Örenyurt is a village in Gemerek in the Turkish province of Sivas. Örenyurt is the most northern place in Gemerek. Because the height of the village it can be very cold during the winter months. Bulhasan and Keklicek are the nearest villages to Orenyurt.

The kangal dog is the symbol of Sivas which originated in this region.

History 
The history of the village goes back to the 19th century. It was founded by the leader of the Pasa clan Kuloglu.
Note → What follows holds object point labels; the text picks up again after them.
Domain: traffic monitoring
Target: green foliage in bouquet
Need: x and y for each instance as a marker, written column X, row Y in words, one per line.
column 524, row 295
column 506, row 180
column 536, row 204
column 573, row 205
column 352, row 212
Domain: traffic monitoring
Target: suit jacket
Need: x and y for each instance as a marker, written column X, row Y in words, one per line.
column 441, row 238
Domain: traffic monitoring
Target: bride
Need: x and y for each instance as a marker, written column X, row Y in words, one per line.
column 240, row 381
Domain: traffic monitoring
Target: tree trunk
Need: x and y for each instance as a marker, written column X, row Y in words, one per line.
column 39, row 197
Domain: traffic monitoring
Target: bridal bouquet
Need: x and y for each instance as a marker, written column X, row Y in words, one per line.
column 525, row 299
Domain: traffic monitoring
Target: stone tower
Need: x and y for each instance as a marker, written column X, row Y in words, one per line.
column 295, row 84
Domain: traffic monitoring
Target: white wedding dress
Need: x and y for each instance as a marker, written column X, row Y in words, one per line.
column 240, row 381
Some of the most known families are the Pasa's (Yildirim family), Körhasan's, Seyid's (Sahin en Özmen) Teyin's, Topalosman's, Hasanell's (Duman family) and Uzunoglan's. The Pasa's were the founders of Örenyurt. Kuloglu, Hasan Kah and Abdurrahman are one of the most known leaders of this family group.

Economy

Coat of arms 
The coat of arms of Örenyurt (Turkish: Örenyurt Amblemi) consists of a kangal supporting a shield. The kangal, Kabardic tree en the Karasivri mountain are Örenyurt symbols dating from the first beginning.

Flag 

The flag of Örenyurt, consists of two unequal horizontal bands of blue and orange and a Turkish flag in the same height as the blue band in the canton. The blue band bears a kangal and the Karasivri in the center. It was adopted on 2016.

Places 
Karasivri: the mountain near to Örenyurt.

Kabardic: an old tree in Örenyurt.

Üçoluk: a new accommodation place for the citizens.

Hayraten: old hayrats.

The Mosque of Örenyurt: a big green mosque in the center of the village.